In October 2019, then-President of Costa Rica Carlos Alvarado surprised the entire country by announcing his new minister of finance. His pick wasn’t from his party… or any other political bloc, for that matter. Rather, he was a World Bank official, who, at the time, held a senior position in Indonesia and East Timor. The centrist Alvarado opted for the technocrat Rodrigo Chaves — a PhD in Economics with more than 30 years of experience in the field — to clean up messy public finances. But Chaves was only in the position for seven months. He left in May 2020, without having failed or triumphed. The unknown economist had, apparently, ended his brief foray into politics.
Two years later, Alvarado would be passing the symbolic presidential sash to the dark horse candidate in the 2022 elections — his former finance minister — who, immediately after leaving the Ministry of Finance, embarked on a crusade against the traditional political class and national elites. Now, in the second year of his administration, he’s facing an increase in crime, while being criticized for his erratic social policy in the health and education sectors.
When he resigned from cabinet due to a disagreement with the president over the reduction in public spending, Chaves, for months, dedicated himself to publicly denouncing the corruption he witnessed in the Ministry of Finance. This is how he began to gain followers, who praised his direct and emboldened style. On July 7, 2021, the economist formalized his candidacy for the presidency, vowing to put an end to the nation’s illness-plagued institutions and lead Costa Rica towards prosperity. He found a small party willing to adopt him as a candidate, the Social Democratic Progress Party. It had never had representation in public office.
In the 2022 campaign, the polls didn’t give Chaves much hope. Analysts claimed that the real battle was between the traditional parties. Ultimately, however, he obtained 16.7% of the votes in the first round, coming in second place. As no candidate secured 50% of the vote, he and former President José María Figueres Olsen — of the center right coalition — contested a runoff election. Chaves won with 52.82% of the vote.
Chaves likes to present himself as a man of the people — a Costa Rican like everyone else. That’s why, during the campaign, he referred to himself as “the son of Don Pepe’s bodyguard and driver.” In the 1940s and 1950s, his father worked for former President José Figueres Ferrer: one of the most important figures in Costa Rica in the 20th century, and father of the former president of the same name, whom Chaves defeated in the elections. This is how the economist marked the difference between them: his opponent was the heir to the old political class, while he, a middle-class citizen, had made his way on his own merits.

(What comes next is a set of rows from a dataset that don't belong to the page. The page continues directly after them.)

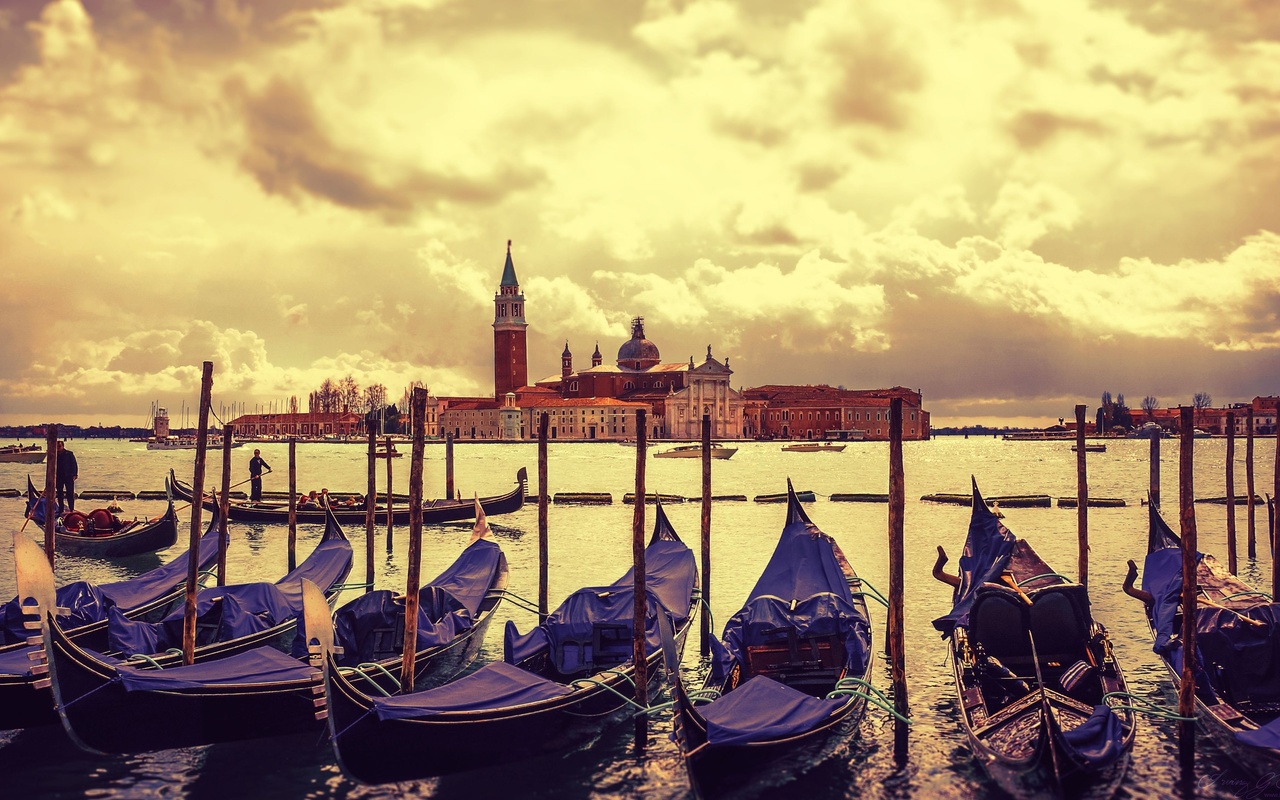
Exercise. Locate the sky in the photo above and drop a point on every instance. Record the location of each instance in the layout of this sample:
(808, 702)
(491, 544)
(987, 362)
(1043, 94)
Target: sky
(1011, 206)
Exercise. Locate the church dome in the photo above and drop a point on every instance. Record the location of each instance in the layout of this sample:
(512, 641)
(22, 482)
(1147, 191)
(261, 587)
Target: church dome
(638, 352)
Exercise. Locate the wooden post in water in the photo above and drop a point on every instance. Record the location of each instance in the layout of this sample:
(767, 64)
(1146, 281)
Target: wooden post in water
(1082, 501)
(1155, 467)
(707, 535)
(1230, 492)
(448, 466)
(1248, 481)
(50, 490)
(224, 503)
(415, 538)
(293, 503)
(197, 504)
(391, 494)
(1187, 508)
(543, 549)
(370, 503)
(896, 583)
(639, 650)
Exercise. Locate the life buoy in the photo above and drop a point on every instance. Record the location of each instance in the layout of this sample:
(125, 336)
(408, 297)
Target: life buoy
(101, 519)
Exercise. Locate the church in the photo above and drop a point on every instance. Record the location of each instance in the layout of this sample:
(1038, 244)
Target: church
(595, 402)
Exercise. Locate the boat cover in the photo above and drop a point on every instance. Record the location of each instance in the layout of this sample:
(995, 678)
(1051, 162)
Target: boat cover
(246, 608)
(570, 634)
(1267, 736)
(87, 602)
(260, 666)
(986, 552)
(763, 709)
(496, 685)
(1097, 741)
(804, 589)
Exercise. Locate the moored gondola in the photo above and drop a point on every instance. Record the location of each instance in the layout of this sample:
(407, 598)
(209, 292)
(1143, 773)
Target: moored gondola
(26, 699)
(101, 534)
(556, 688)
(1237, 643)
(118, 702)
(1041, 694)
(789, 679)
(433, 511)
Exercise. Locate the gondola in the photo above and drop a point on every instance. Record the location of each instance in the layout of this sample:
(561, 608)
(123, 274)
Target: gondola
(26, 698)
(118, 702)
(113, 538)
(554, 688)
(1237, 640)
(433, 511)
(1040, 691)
(789, 677)
(268, 693)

Coming from a large family that lived in a neighborhood of El Carmen — in the heart of San José, the capital — Chaves began his studies at the University of Costa Rica. But he left early, after obtaining a scholarship to go to the United States. He learned English and studied at Ohio State University, graduating with a doctorate in Economics in 1993. From academia, he went directly to the World Bank, where we worked for 27 years.
During his campaign, Chaves stressed how the Costa Rica he grew up in was one where people like him could thrive. Political scientist Gustavo Araya thinks that his fast rise has many traits in common with other populist leaders across Latin America. “Rodrigo Chaves manages to capitalize on that anger against the political class, as could be seen in Brazil with Bolsonaro, or in El Salvador with Bukele,” he explains to EL PAÍS by video call.
Chaves wasn’t impeded by the major controversy that arose during the electoral campaign, when La Nación — one of the best-known Costa Rican newspapers — reported that, in 2019, he had been sanctioned at the World Bank for sexually harassing two of his subordinates. The economist claimed that this was a declaration of war by the newspaper, dismissing the accusations from the women as being due to “cultural differences.” From then on, he coined the term “rogue press” to refer to La Nación and other outlets that repeated his offenses. These outlets — which have subsequently been critical of his administration — have continued to be subject to the same hostile treatment. His supporters repeat the term “rogue press” like a mantra.
As president, Chaves’s attacks on the press haven’t lessened. So much so that Costa Rica — a country traditionally considered a safe haven to practice journalism — dropped 15 places in the press freedom ranking put out by Reporters Without Borders. The Central American nation went from 8th place to 23rd place in a single year.
After 15 months in office, Chaves’ greatest strength is his high approval rating, which hovers around 60% — one of the highest on the continent. His aggressive speech comes out in the press conferences he gives from the Presidential House, the seat of government in San José. For political scientist Gustavo Araya, these conferences are a manifestation of his “hate speech.” “[Chaves] uses ironic language to put on a whole show every Wednesday. Like other populists in Latin America, he controls spaces so that he can broadcast the truth,” Araya says.